4632. — À M. LE COMTE D’ARGENTAL.
9 auguste.

Ose-t-on parler encore de vers et de prose à Paris, mes divins anges ? Les chaleurs et les malheurs ne font-ils pas un tort horrible au tripot ?

Je travaille le jour à Corneille, et la nuit à Don Phèdre[1].

Nos souscriptions pourraient bien se ralentir. Sans la prise de Pondicbéry, je ferais tout à mes dépens.

Je vous ai envoyé les remarques sur les Horaces. Voici la préface en forme d’épître dédicatoire à l’Académie. Je la mets sous vos ailes, et vous daignerez la recommander à Duclos, quand vous l’aurez lue. Il est bon que tout ait la sanction de quarante personnes ; mais j’aurai plus tôt achevé tout l’ouvrage que l’Académie n’aura lu trente de mes remarques.
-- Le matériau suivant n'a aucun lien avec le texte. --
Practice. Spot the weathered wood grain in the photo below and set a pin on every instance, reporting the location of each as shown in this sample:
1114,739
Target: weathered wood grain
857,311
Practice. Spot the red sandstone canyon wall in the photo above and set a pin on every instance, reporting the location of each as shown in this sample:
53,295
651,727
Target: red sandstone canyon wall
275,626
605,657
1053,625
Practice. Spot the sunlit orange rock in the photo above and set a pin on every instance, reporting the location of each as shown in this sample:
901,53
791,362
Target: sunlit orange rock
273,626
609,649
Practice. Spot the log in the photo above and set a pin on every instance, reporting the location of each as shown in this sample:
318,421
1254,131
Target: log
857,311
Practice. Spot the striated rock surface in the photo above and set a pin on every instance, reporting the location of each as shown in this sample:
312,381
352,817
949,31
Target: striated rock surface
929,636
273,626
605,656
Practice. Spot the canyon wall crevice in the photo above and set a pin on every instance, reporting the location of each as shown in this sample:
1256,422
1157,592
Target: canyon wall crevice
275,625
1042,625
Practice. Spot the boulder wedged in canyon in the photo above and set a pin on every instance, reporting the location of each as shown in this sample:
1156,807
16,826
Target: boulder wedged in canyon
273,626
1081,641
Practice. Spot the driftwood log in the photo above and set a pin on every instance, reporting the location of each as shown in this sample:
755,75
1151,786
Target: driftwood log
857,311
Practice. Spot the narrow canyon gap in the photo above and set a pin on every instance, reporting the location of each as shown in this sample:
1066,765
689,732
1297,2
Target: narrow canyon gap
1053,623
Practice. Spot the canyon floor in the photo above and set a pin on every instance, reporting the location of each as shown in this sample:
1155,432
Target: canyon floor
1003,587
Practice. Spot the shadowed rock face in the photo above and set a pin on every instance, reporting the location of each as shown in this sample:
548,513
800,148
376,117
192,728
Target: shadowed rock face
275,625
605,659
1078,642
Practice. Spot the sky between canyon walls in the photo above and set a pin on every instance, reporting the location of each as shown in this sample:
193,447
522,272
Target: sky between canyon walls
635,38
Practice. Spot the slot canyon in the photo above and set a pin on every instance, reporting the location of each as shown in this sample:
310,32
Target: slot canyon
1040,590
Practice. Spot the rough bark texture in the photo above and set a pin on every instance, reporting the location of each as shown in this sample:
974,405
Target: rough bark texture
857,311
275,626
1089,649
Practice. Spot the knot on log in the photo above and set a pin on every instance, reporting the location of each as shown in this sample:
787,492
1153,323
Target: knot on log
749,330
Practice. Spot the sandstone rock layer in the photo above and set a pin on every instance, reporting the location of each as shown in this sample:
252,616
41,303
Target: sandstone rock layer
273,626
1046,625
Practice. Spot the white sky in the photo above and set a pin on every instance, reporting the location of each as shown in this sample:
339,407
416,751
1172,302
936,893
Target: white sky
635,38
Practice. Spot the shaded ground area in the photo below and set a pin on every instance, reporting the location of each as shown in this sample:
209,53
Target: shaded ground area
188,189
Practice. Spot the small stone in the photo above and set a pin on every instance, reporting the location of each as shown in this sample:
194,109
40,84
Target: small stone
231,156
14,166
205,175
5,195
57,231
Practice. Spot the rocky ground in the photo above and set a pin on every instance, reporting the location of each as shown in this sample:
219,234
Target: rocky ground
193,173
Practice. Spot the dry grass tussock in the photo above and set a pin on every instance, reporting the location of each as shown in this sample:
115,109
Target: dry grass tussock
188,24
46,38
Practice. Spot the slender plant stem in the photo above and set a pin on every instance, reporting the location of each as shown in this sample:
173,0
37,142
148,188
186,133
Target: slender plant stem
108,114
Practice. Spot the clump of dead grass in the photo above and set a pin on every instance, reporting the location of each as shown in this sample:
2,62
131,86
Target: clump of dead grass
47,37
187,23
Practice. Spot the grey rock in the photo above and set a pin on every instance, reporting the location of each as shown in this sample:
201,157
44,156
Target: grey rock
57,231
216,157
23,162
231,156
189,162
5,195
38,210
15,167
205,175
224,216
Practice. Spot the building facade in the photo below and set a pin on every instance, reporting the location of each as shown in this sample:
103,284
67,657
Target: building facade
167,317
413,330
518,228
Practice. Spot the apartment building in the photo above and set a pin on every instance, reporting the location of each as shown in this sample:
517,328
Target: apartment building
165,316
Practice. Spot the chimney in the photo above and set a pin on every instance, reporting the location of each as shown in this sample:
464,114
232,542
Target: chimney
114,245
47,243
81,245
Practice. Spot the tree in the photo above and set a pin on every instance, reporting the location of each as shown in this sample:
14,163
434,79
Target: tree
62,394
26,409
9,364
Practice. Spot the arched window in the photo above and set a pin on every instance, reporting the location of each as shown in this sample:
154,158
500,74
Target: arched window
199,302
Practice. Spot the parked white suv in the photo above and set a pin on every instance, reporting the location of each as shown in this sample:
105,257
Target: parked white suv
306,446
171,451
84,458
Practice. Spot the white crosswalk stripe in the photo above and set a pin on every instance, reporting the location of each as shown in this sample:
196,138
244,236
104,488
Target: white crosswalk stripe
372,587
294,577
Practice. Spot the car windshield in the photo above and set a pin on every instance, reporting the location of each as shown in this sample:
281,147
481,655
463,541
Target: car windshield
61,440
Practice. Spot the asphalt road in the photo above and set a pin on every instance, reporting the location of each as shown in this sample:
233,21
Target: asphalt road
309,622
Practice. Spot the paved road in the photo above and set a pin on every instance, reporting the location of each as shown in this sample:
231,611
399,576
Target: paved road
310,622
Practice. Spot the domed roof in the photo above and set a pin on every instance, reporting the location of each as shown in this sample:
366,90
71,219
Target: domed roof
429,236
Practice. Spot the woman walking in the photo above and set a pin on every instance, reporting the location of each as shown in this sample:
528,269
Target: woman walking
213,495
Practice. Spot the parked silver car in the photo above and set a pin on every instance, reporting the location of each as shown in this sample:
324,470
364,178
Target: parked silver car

Un membre va vite, les corps ont peine à se remuer.

Dites-moi net, je vous prie, combien vos amis retiennent d’exemplaires. Tout Corneille commenté en cinq ou six volumes in-4°, c’est marché donné pour deux louis.

Sans le roi et quelques princes, on ne pourrait donner les exemplaires à ce prix.

J’ai un autre placet contre Lambert à vous présenter. Je n’avais pas encore eu le temps de lire son Tancrède ; il s’est plu à me rendre ridicule : jugez-en par cet échantillon[2] … Que faire ? cela est dur ; mais Pondichéry est pis ou pire.

Mes divins anges, que la campagne est belle ! Vous ne connaissez pas ce plaisir-là. Et les yeux ? J’écris, moi ; et vous ?

  1. Voyez tome VII, page 239.
  2. Voltaire donnait sans doute ici le relevé de quelques mauvais textes ou fautes de l’édition de Tancrède faite par Lambert. (B.)